The bottom line is that you manage your data lakehouse by talking to it, making complex operations simple prompts.

1. Subscribe to this MCP on Vinkius.
2. Input your Databricks Host URL and Personal Access Token (PAT) into your agent client.
3. Start asking questions. Your agent uses the connected tools to perform audits, list resources, or check job statuses in natural language.

## Frequently Asked Questions

**How does the Databricks MCP help me track my cluster usage?**
The Databricks MCP lets you list all compute clusters and get detailed information on specific nodes. This means you can audit which resources are running, check their health, and understand your overall capacity limits without logging into the platform.

**Can I use this MCP to see if my data pipelines ran correctly?**
Yes. You can list all configured jobs and monitor job runs. Your agent checks the status of past executions, telling you immediately which workflows succeeded or failed, and why.

**Does the Databricks MCP help with data governance in Unity Catalog?**
Absolutely. You can list root catalogs and then drill down to find all schemas within them. This gives you a full inventory map of where every piece of structured data resides, which is key for compliance.

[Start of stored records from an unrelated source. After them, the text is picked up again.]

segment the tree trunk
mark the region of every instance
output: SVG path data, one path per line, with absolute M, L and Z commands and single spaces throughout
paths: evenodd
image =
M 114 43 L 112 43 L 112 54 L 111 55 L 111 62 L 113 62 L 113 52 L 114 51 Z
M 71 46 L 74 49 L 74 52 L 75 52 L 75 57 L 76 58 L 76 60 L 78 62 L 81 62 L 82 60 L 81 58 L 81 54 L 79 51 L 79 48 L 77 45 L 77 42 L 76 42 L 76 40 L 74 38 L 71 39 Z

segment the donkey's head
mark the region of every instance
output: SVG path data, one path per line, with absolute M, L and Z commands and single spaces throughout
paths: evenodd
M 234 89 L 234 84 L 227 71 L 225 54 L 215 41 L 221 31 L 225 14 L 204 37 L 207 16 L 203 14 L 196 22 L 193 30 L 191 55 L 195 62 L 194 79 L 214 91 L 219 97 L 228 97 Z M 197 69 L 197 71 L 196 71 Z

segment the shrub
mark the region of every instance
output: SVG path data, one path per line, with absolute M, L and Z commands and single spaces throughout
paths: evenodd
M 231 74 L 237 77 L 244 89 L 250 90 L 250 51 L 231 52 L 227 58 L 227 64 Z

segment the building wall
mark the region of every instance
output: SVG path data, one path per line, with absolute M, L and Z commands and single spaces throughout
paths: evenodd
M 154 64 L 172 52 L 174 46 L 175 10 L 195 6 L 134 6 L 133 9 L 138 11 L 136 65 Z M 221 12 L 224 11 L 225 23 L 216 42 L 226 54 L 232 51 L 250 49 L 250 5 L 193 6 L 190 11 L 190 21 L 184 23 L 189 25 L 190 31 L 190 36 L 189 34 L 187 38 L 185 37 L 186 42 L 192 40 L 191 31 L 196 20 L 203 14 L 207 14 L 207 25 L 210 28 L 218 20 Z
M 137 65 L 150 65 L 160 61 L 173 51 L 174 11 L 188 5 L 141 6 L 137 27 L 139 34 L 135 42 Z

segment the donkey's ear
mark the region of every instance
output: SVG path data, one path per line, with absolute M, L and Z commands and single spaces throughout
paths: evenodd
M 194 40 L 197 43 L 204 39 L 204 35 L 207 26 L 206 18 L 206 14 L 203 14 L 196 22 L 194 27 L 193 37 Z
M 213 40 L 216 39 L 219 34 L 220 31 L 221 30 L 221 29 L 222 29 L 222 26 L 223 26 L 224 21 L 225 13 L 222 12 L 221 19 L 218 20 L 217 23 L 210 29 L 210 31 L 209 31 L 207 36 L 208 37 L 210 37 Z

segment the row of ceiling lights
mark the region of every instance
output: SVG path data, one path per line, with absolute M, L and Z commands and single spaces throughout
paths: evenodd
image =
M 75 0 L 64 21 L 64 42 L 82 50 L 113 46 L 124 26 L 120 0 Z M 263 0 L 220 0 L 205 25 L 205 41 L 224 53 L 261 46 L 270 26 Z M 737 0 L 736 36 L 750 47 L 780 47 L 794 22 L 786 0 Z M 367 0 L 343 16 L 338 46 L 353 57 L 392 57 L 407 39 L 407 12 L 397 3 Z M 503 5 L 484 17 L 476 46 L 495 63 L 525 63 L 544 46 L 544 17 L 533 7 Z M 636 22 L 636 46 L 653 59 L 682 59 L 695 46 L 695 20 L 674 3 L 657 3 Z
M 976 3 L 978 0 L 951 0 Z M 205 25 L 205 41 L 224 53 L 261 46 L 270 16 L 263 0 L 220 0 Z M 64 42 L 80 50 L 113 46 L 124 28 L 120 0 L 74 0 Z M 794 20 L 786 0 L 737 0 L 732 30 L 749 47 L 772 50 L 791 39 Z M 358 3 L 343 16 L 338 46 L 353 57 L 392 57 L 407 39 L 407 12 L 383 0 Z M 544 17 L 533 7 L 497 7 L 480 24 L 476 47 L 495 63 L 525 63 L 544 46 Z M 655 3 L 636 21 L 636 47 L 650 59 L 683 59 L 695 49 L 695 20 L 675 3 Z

**What if I need to verify my user permissions in Databricks?**
The MCP has an identity oversight tool that fetches your profile information. This lets you confirm exactly what roles and permissions are active for the service principal running your workflow, which is critical for security audits.

**Is this better than checking status on a dashboard?**
Yes. Instead of manually clicking through multiple dashboards, you ask your agent a question, and it executes the necessary checks (like listing job runs or warehouses) and gives you a summarized answer instantly.